Este 2020 siempre será recordado como el año en el que aprendimos que un virus podía cambiar nuestro modo de vida; el año en que interiorizamos el uso de la mascarilla como “nueva normalidad” y, lamentablemente, el año en el que distanciarnos de otras personas y limitar nuestras relaciones sociales se convirtieron en herramientas para frenar la trasmisión de la infección por coronavirus. Esta distancia social obligada para frenar la curva de contagios ha supuesto un aumento de la percepción de soledad en las personas mayores, viéndose privados del contacto con sus familiares y su red social de apoyo.
Según datos del Eustat de 2019, 28.000 personas mayores de 85 años viven en soledad (10,6 % del total) en Euskadi. Este grupo etario está considerado de alto riesgo de mortalidad en caso de infección por el SARS-CoV-2, por lo que se vio severamente afectado por las restricciones de la movilidad establecidas en los meses de marzo, abril y mayo, hecho que ha condicionado un impacto negativo en la salud física y emocional de los mayores con más edad, habiendo puesto en riesgo la cobertura de sus necesidades fisiológicas (acceso a alimentos y su preparación), clínicas (acceso a valoraciones médicas presenciales), funcionales (dificultad para actividad física en el propio domicilio con pérdida funcional secundaria) y psicosociales (afectividad, reconocimiento y autorrealización).

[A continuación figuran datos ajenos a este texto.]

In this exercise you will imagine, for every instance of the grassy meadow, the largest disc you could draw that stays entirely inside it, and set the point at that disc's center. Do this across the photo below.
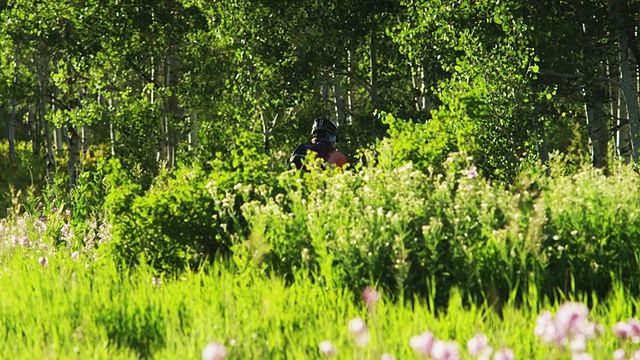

Han sido muchas las personas mayores que han fallecido a consecuencia de la COVID-19, pérdidas sufridas también por su entorno más cercano, condicionando un aumento de la percepción de soledad de aquellos que han visto cómo su red familiar o de apoyo social, se veía diezmada.
Este hecho, unido al miedo por el propio contagio, ha evidenciado la aparición de trastornos por ansiedad y depresión, así como un probable deterioro de las capacidades cognitivas, máxime cuando ya existe un diagnóstico de enfermedad neurodegenerativa (demencia).
Cada vez estamos más cerca de recuperar nuestra vida previa, pero mientras llega, debemos vivir seguros (distancia, mascarilla y lavado de manos), sin olvidar que el aislamiento puede tener impacto en nuestra salud, un reconocimiento precoz posibilitará un abordaje rápido, que redundará en una mejor calidad de vida futura.
¿Qué efectos tiene la percepción de soledad en nuestra salud?
- Aumenta la posibilidad de sufrir accidentes vasculares.
- Aumento de la presión arterial.
- Aumenta el estrés y la inflamación, con efectos negativos en la función inmunitaria.
- Peor estado nutricional (desnutrición y obesidad).
- Potencia la reducción de la actividad física y la capacidad funcional.
- Insomnio de conciliación y sueño fragmentado.
- Síntomas depresivos.
- Peor rendimiento cognitivo y riesgo de desarrollo de la enfermedad de Alzheimer.
- Aumenta el riesgo de institucionalización.
- Aumenta la mortalidad multifactorial.
- Peor calidad de vida.
¿Cómo podemos mitigar el aislamiento y minimizar sus efectos negativos?
- Preguntar a la persona mayor que vive sola sobre sus necesidades y posibilitar la cobertura de todas ellas (acceso a alimentos, fármacos, asistencia en actividades de la vida diaria…).
- Compartir emociones y preocupaciones sobre la situación actual para minimizar el miedo y la ansiedad por la sobreinformación recibida a través de los medios de comunicación.
- Establecer métodos alternativos de comunicación con familiares y amigos, preferible videollamadas siempre que la persona presente capacidad para el manejo de tecnologías.
- Adhesión a programas de voluntariado que buscan mitigar el efecto de la soledad percibida ("Nagusi Kafegunean", Adinkide, Cáritas, Cruz Roja…).
- Fomentar la realización de actividad física. Pueden favorecerse actividades físicas compartidas a través de videollamadas.
- Considerar la adopción de una mascota (si existe capacidad económica, cognitiva y funcional para su cuidado).